UN Envoy, Deputy FM Discuss Yemen

UN Envoy, Deputy FM Discuss Yemen UN Envoy, Deputy FM Discuss Yemen

The deputy foreign minister for Arab and African affairs conferred with the United Nation's special envoy to Yemen on the latest developments in the war-ravaged Arab country in a phone conversation on Monday.

Hossein Amir Abdollahian renewed Tehran's call for an immediate halt to the Saudi-led military attacks against the Yemeni nation, IRNA reported.

Pointing to the recent peace talks sponsored by the UN on the conflict in Yemen in Geneva, which ended on Friday without a breakthrough, the foreign ministry official said, "Although at this stage of negotiations, the UN failed to secure a ceasefire (in Yemen), it was expected that serious and urgent efforts would be made to establish green zones inside Yemen and designate some ports and airports for accelerating the dispatch of humanitarian aid."

Yemen's peace talks, mediated by the UN, started in Geneva on June 15 and closed on Friday without any significant progress toward peace.

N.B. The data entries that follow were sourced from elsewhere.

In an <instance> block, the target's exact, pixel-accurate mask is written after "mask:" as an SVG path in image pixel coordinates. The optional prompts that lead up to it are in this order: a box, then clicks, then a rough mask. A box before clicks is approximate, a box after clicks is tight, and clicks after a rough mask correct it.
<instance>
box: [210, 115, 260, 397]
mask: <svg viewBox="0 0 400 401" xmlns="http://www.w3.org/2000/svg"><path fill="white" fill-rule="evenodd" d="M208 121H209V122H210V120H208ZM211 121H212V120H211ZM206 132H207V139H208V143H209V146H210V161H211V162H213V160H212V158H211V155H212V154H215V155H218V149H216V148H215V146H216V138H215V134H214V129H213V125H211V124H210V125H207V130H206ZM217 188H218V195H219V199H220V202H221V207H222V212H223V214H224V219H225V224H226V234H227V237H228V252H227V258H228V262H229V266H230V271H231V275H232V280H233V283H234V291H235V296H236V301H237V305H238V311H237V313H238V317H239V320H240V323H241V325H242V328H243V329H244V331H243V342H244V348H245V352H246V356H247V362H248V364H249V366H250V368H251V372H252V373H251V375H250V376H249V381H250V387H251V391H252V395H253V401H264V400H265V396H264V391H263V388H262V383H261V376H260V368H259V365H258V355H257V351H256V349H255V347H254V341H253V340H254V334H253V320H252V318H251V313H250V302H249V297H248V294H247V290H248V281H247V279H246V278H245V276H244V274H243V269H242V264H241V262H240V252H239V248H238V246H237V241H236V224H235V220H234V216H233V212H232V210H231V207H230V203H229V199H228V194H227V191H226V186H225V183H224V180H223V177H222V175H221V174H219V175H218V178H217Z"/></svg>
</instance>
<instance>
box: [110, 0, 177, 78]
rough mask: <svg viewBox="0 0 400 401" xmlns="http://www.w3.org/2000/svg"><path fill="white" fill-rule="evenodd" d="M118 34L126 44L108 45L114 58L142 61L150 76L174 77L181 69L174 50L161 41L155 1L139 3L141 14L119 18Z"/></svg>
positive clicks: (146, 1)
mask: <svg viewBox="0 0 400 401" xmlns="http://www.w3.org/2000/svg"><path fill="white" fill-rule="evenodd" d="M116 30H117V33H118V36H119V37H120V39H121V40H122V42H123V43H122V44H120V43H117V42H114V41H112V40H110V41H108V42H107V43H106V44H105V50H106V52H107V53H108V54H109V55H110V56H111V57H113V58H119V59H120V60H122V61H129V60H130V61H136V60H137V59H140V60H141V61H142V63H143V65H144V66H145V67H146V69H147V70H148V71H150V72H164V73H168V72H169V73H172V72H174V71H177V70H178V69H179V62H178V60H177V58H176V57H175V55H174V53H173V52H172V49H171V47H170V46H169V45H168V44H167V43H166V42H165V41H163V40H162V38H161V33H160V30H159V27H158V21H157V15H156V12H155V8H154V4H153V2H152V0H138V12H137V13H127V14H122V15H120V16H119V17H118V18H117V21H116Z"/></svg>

UN officials, however, are optimistic that the talks with resume soon with a view to bringing an end to the bloodshed in the impoverished country.

"The Islamic Republic of Iran supports efforts by the United Nations for sending humanitarian aid and holding genuine negotiations among Yemeni groups and parties, and believes that the crisis in Yemen can be resolved solely through political means and dialogue," Amir Abdollahian said.

The official expressed Tehran's readiness to provide more humanitarian assistant to the crisis-hit nation in coordination with the UN.

The UN envoy, Ismail Ould Cheikh Ahmed, described details of endeavors by the UN during the Geneva peace talks to secure an agreement among opposing Yemeni groups and said although the views of different factions are far apart, the UN still insists on holding talks.

Noting that there is no other solution but dialogue to the conflict in the Arab country, he said the UN will resume its efforts to bring the views of different groups closer to one another to help achieve a settlement.